Buy Oriental Hotels Ltd For Target Rs. 55 - ICICI Direct
On the road to recovery…
Oriental Hotels (OHL) operates in south India with Indian Hotels Company (IHCL) being one of the promoter entities. The company owns and operates seven hotels with ~820 rooms across business & leisure locations in south. It derives majority of revenues from two of its properties in Chennai 1) Taj Coromandel 2) Taj – Fisherman’s Cove. After witnessing Covid induced severe financial strain in H1FY21, OHL achieved operational breakeven performance in H2FY21 despite a marginal pick-up in revenues. The same was attained via slew of measures undertaken by the company to become more efficient and linear in terms of costs in the Covid era. The company achieved significant cost reduction of 42% (i.e. | 105 crore) in FY21. With quarterly revenue surpassing | 42 crore from Q3FY21, the company generated EBITDA of | 1.2 crore and | 5.8 crore, respectively in Q3 & Q4FY21, respectively. Going forward, while H1FY22E looks challenging, with easing of restrictions post stabilisation of infections (likely from H2FY22E) and increased vaccinations, going ahead in the country, we expect the hotel sector to witness a sharp rebound in demand from H2FY22E. This should lead to healthy margins and profitability. With the likely recovery on cards, we expect revenue CAGR of 61% in FY21-23E with sharp uptick expected in FY23E and also expect the company to attain highest EBITDA margins in FY23E leading the company to report PAT over | 15 crore.

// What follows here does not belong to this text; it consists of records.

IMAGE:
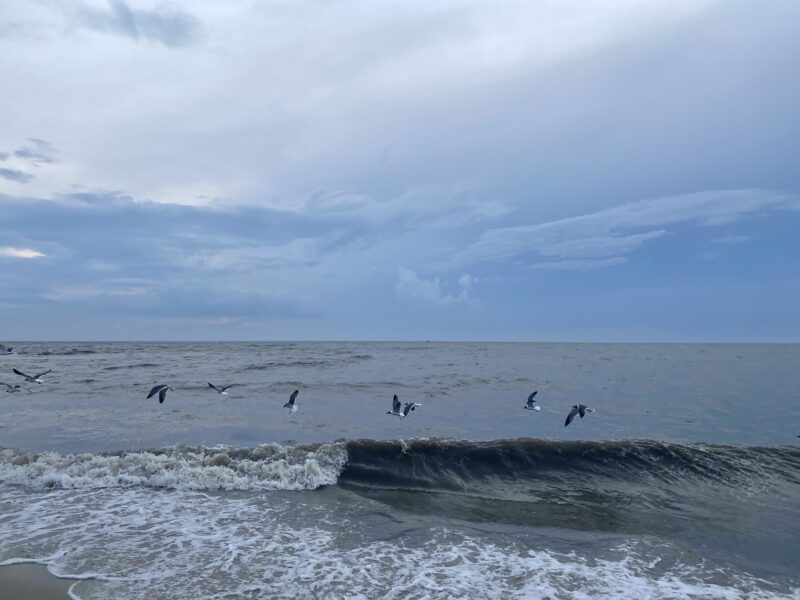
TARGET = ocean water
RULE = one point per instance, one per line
(683, 483)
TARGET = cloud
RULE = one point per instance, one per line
(410, 285)
(9, 252)
(37, 152)
(610, 233)
(732, 239)
(580, 265)
(171, 27)
(15, 175)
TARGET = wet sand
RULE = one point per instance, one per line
(29, 581)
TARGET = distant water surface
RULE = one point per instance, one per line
(684, 482)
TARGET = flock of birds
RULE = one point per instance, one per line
(398, 408)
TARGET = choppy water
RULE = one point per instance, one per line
(684, 482)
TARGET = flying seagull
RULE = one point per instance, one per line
(15, 388)
(161, 390)
(395, 408)
(530, 404)
(578, 409)
(33, 379)
(223, 390)
(409, 407)
(291, 404)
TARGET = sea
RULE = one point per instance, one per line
(684, 481)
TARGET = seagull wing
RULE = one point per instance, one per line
(155, 390)
(571, 415)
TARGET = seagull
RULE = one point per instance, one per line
(15, 388)
(578, 409)
(395, 408)
(529, 405)
(161, 390)
(409, 407)
(223, 390)
(291, 404)
(33, 379)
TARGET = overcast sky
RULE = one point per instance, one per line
(517, 170)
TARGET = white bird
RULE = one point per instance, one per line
(530, 404)
(578, 409)
(15, 388)
(33, 378)
(223, 390)
(161, 390)
(409, 407)
(291, 404)
(395, 408)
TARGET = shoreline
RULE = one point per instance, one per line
(32, 580)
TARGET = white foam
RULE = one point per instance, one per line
(268, 467)
(143, 543)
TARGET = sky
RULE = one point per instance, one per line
(524, 170)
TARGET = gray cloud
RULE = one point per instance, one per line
(171, 27)
(607, 233)
(37, 152)
(412, 286)
(15, 175)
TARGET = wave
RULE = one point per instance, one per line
(135, 366)
(517, 469)
(265, 468)
(506, 467)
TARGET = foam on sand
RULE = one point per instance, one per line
(267, 467)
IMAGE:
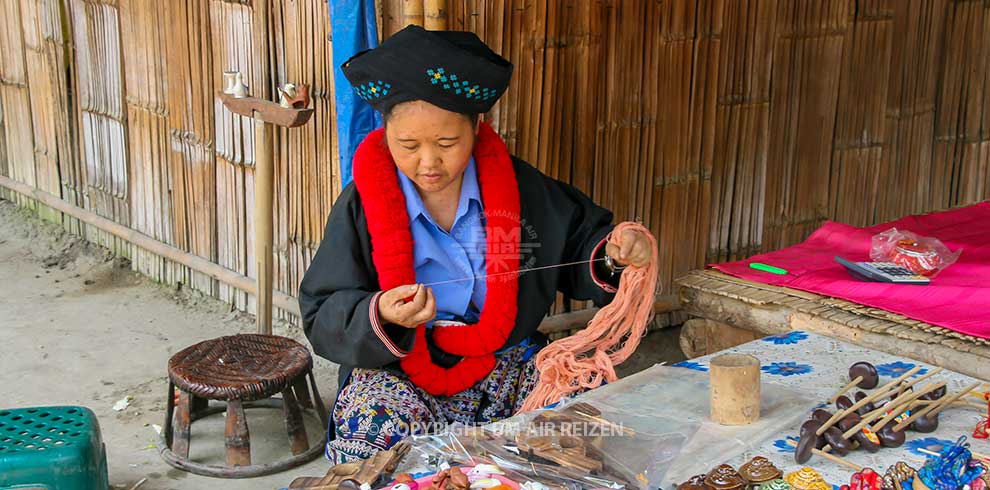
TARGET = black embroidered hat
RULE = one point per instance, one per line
(453, 70)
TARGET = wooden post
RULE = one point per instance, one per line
(264, 185)
(266, 115)
(735, 389)
(412, 12)
(435, 15)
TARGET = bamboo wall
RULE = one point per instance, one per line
(727, 126)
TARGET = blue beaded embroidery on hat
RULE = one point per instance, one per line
(451, 82)
(372, 90)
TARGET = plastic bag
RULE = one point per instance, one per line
(648, 430)
(926, 256)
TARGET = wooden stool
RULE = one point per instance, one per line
(238, 372)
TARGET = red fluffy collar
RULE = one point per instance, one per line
(391, 242)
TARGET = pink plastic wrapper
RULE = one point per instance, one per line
(922, 255)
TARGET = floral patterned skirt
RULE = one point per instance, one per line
(377, 408)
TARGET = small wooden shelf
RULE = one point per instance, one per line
(269, 111)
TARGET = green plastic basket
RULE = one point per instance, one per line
(51, 448)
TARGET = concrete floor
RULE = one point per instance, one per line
(80, 328)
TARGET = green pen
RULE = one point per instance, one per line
(767, 268)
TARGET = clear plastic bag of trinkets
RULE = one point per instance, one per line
(573, 445)
(667, 399)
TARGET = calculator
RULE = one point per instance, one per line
(882, 272)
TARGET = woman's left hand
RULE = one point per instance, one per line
(633, 249)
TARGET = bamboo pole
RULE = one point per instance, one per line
(139, 239)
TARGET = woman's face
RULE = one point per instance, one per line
(430, 145)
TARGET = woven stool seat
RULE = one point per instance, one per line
(244, 367)
(229, 375)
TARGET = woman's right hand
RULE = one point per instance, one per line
(393, 308)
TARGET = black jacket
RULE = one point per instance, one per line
(559, 224)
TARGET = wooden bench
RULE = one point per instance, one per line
(728, 311)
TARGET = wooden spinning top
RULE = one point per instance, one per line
(778, 484)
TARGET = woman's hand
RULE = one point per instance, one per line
(393, 308)
(633, 249)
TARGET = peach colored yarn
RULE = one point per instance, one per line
(585, 359)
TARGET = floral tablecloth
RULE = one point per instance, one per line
(819, 366)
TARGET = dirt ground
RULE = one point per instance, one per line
(80, 328)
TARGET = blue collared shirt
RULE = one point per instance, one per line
(442, 256)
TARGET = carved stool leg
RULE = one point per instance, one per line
(238, 441)
(197, 406)
(181, 431)
(169, 412)
(294, 425)
(320, 408)
(302, 392)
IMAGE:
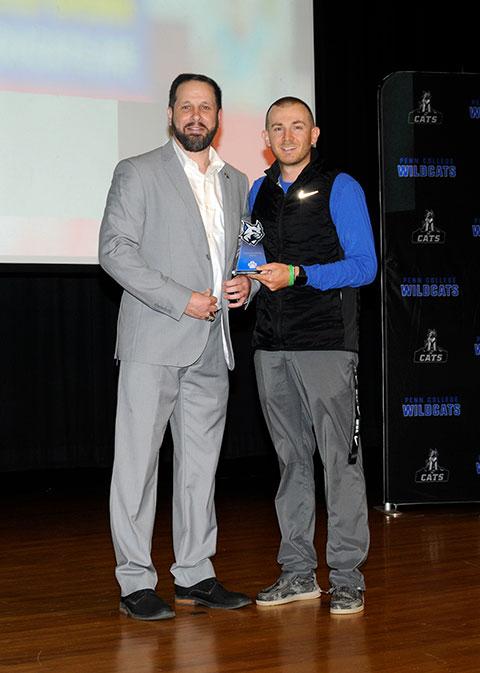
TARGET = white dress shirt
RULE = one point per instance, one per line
(208, 194)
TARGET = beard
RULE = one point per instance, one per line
(194, 142)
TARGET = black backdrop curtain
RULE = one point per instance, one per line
(58, 378)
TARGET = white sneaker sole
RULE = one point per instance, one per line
(291, 599)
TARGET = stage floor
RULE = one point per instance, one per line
(59, 599)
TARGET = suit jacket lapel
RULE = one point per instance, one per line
(231, 227)
(177, 176)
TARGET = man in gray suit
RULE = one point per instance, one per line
(169, 237)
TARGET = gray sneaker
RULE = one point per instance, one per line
(288, 589)
(346, 600)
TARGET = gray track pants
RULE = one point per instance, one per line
(308, 399)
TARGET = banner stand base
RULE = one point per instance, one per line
(389, 509)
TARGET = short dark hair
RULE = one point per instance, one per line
(288, 100)
(188, 77)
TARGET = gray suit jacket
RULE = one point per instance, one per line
(153, 243)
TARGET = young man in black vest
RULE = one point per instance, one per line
(319, 248)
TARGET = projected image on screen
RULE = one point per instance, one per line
(84, 83)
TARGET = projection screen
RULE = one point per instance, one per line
(84, 83)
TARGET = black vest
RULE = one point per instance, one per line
(299, 230)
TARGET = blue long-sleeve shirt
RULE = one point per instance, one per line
(349, 212)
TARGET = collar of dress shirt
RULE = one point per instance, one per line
(215, 166)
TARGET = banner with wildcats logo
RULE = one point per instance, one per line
(429, 134)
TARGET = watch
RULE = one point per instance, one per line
(301, 278)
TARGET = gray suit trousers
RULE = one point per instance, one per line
(308, 400)
(194, 400)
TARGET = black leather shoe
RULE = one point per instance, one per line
(146, 605)
(211, 594)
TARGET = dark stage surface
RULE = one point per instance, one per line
(59, 598)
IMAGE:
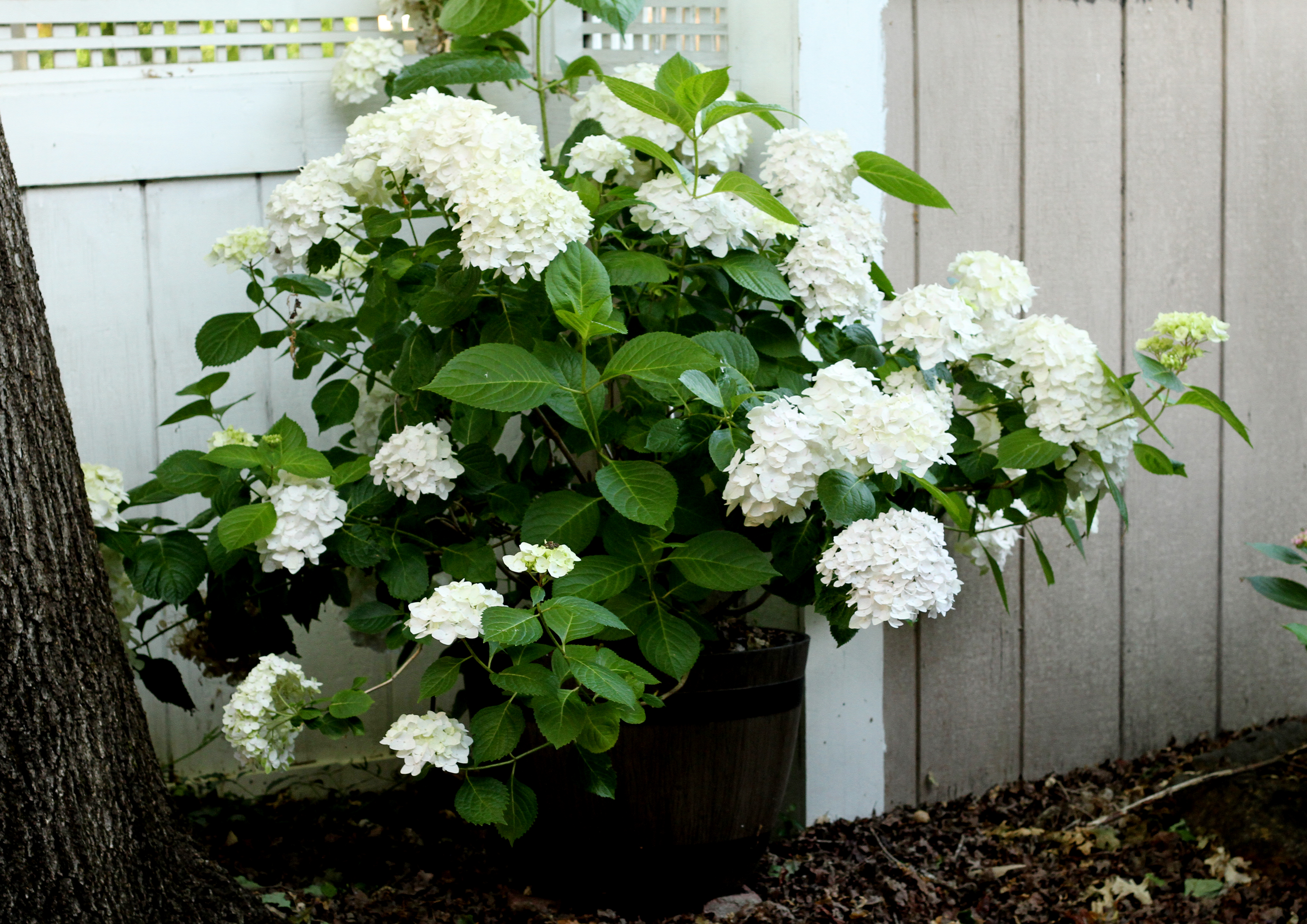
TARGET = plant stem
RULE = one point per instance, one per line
(391, 679)
(540, 82)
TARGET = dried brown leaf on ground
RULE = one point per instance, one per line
(1019, 854)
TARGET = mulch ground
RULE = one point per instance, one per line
(1230, 851)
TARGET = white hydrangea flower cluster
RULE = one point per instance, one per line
(777, 476)
(417, 461)
(804, 168)
(598, 155)
(1115, 446)
(717, 221)
(512, 214)
(302, 211)
(845, 421)
(896, 568)
(372, 406)
(238, 247)
(617, 118)
(723, 146)
(832, 278)
(105, 492)
(1068, 397)
(453, 612)
(433, 739)
(233, 436)
(552, 558)
(932, 321)
(309, 510)
(831, 266)
(1000, 292)
(995, 534)
(902, 432)
(360, 72)
(257, 722)
(122, 595)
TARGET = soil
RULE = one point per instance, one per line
(1016, 854)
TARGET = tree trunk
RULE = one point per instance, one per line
(86, 830)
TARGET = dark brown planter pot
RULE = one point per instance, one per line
(700, 789)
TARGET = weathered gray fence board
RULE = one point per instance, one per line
(1263, 671)
(970, 679)
(1173, 263)
(1072, 246)
(901, 696)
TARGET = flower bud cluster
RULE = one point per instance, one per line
(1178, 336)
(453, 612)
(105, 492)
(549, 558)
(258, 719)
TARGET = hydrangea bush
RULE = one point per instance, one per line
(587, 406)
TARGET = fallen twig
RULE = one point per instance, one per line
(1172, 790)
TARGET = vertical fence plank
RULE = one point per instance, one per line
(1266, 377)
(184, 219)
(1173, 263)
(1074, 249)
(970, 148)
(901, 694)
(90, 242)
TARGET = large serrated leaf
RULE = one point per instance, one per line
(497, 377)
(759, 275)
(640, 491)
(901, 182)
(598, 578)
(577, 617)
(659, 357)
(723, 561)
(481, 800)
(496, 731)
(757, 195)
(568, 518)
(1026, 449)
(1281, 590)
(668, 644)
(169, 568)
(509, 628)
(246, 525)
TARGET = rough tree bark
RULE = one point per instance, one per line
(86, 830)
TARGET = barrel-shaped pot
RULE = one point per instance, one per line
(700, 789)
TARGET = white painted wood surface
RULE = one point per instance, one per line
(842, 87)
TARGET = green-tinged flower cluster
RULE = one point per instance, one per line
(1178, 336)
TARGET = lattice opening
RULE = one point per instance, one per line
(44, 46)
(697, 32)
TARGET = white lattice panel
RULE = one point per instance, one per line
(700, 33)
(59, 34)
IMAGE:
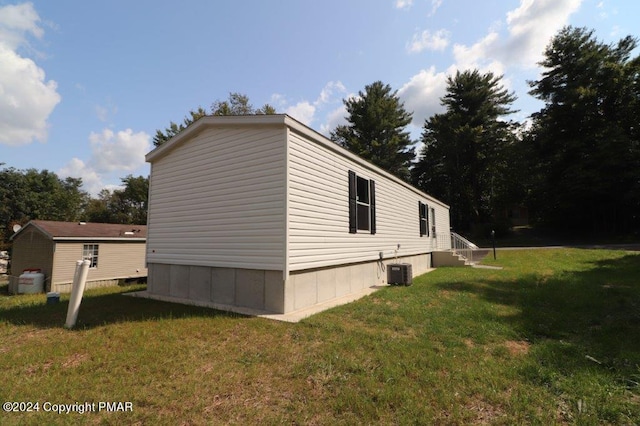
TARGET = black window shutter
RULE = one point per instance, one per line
(426, 219)
(353, 217)
(372, 201)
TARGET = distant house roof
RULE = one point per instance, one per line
(87, 230)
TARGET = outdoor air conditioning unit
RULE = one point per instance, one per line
(399, 274)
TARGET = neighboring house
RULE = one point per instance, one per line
(263, 212)
(115, 251)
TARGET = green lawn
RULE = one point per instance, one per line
(553, 338)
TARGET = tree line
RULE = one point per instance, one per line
(575, 164)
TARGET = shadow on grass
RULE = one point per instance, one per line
(103, 309)
(575, 320)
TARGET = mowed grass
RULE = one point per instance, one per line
(553, 338)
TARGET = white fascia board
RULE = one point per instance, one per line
(91, 239)
(209, 121)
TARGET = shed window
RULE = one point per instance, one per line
(423, 212)
(90, 253)
(362, 204)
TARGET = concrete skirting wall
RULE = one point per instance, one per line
(266, 290)
(310, 287)
(248, 288)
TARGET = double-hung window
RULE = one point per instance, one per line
(362, 204)
(90, 253)
(423, 212)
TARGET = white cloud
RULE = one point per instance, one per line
(26, 98)
(112, 155)
(429, 41)
(305, 111)
(302, 111)
(330, 90)
(404, 4)
(435, 5)
(529, 29)
(334, 119)
(121, 151)
(422, 94)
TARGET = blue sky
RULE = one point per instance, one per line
(84, 85)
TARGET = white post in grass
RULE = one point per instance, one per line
(77, 290)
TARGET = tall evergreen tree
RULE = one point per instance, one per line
(376, 130)
(586, 137)
(466, 150)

FY22E to witness recovery, followed by growth, going ahead…
Flagship hotels of the company are Taj Coromandel and Taj- Fisherman’s Cove that collectively accounted for nearly 58% of operating income of OHL in FY20. As the economy is now coming out of pandemic induced pain, the company is also gradually moving to its full functionality. Although, improvement would get visible in tourist destinations from H2FY22E, recovery in corporate travel will take at least eight to 12 months due to ongoing work from home policy. Hence, in our view, while FY22E would witness a strong recovery followed by demand from tourist destinations, it would get a further boost from corporate travel from FY23E onwards.
Strong promoter backing, healthy b/s
IHCL has a stake in OHL both in terms of ownership and management of operations of properties by way of operating agreement. All properties are operated under the brands owned by IHCL (Taj, SeleQtions, Vivanta, Gateway) and offer high level of standardisation in services, experience and products specific to the category under which the particular hotel belongs. Historically, OHL’s balance sheet was heavily levered with net debt/EBITDA touching ~7x in FY17. In line with Aspiration 2022 of the IHCL group, the company sold its Vizag property and garnered | 120 crore in 2018. The proceeds from sale of Vizag property were utilised to retire some portion of the debt in FY19. With the expected recovery in demand, net debt/EBITDA ratio, is expected to improve from 4.9x in FY20 to 3.9x by FY23E. RoCE is expected to remain subdued, albeit, snapping the downward journey to reach over 5% by FY23E.
Valuation & Outlook
OHL has seen its valuations decline owing to high leverage, weak operating performance and contracting returns. Now, the balance sheet and operations, both are expected to improve, going forward. Further, the ongoing crisis may lead to ~15% room inventory reduction, which augurs well for the company in the long run. On a replacement basis, the stock is trading at EV/room of | 1.1 crore. We value it at EV/room of | 1.5 crore with revised TP of | 55 (earlier | 33). We upgrade the stock from HOLD to BUY.